I read an interesting reflection on this text from the Center for Christian Ethics at Baylor University: “Asking the Corinthian Christians to give money generously to help the poorer Jerusalem church, Paul said the saints should support one another in an equalizing way… He didn’t promise them a chicken in every pot or an iPod in every pocket. Rather he invited them to live in another world – where God supplies enough and no one gathers more than they need.” He makes reference to the story back in the Exodus wilderness, in which the Hebrews gather manna every morning… just enough for the day, with no one gathering too much or too little.
“The Apostle Paul’s concern to amend inequalities may sound strange to us today… We know absolute poverty is bad; but what’s wrong with inequality?” If everyone has ENOUGH, what’s the problem with some of us having a little MORE than we need? Well, the reflection points out that “inequality – when some fall far behind others in resources – impacts the poor in three [significant] ways:
- Prices change. If the incomes of the rich go up while the earnings of the poor stay the same, the prices for goods and services will increase. Thus, in inflation-adjusted terms, the poor actually become less well-off.
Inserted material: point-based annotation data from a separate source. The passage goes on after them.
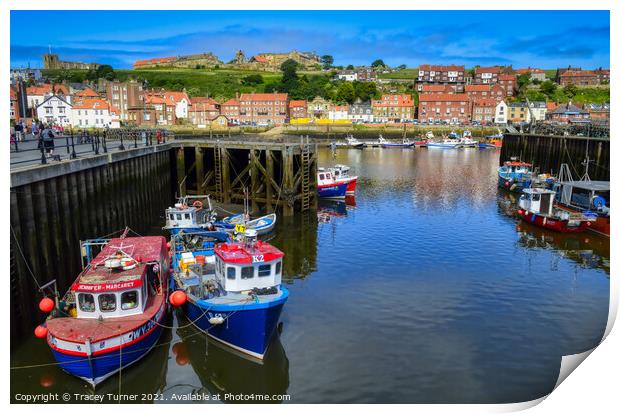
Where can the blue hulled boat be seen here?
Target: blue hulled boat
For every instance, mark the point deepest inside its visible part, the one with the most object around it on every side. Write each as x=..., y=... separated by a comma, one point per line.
x=111, y=316
x=237, y=297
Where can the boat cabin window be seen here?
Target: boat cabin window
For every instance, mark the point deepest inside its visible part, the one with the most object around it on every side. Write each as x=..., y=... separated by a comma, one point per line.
x=247, y=272
x=86, y=302
x=129, y=300
x=107, y=302
x=264, y=270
- Consumption patterns also change. As wealthier people change what they buy, this can limit what’s available to the poor. For instance, the rise in private automobile usage in the past fifty years had a severe impact on the availability of public transportation for those without the means to buy or lease a vehicle. Similarly, the recent proliferation of cell phones has led to the near disappearance of public pay phones in many cities.
- Finally, solidarity is undermined. No one needs a TV, but we feel left out without one. It’s about social belonging… People’s health and sense of overall well-being are more closely correlated with relative deprivation position than with absolute levels of income or wealth. Call it a “manna deficit,” if you will: we may not be starving, but we sense we’re not in community with others and they are callously leaving us behind.”
And it may also be possible that we actually have too much. Besides the problem of others who may not have enough, we may actually have too much. We own too much property, so our time and attention is taken up with taking care of it and keeping it in good condition. We own too many things, so we get focussed on our things instead of other people. And as much as most of us complain about being too busy and being short on time, we actually spend an inordinate amount of time every week entertaining ourselves. We’ve overloaded ourselves with so much television, and so many movies and games, and so-called social networks, that we hardly appreciate the gifts of art and music and culture anymore. Perhaps we simply have too much.
When it comes to giving, there are many opportunities presented to us. The Church appeals to its members and adherents to support the ministry and to give to various missions and projects for the good of the community. We do things like set goals for our giving as a church. We have a budget to meet, and a commitment to Presbyterians Sharing that we need to fulfill.
But as individuals and individual families, it’s most important that we take the time to consider carefully what we give and why we want to give. We shouldn’t feel pressured to give as much or more than others. But we should consider our own unique situation, and give out of our abundance so that, as Paul said, “The one who had much did not have too much, and the one who had little did not have too little.”
May God bless all the gifts that we have to offer, that through our time, our talent, and our tithes, the needs of our church and our community may be filled, and God’s Kingdom may come on earth. Amen.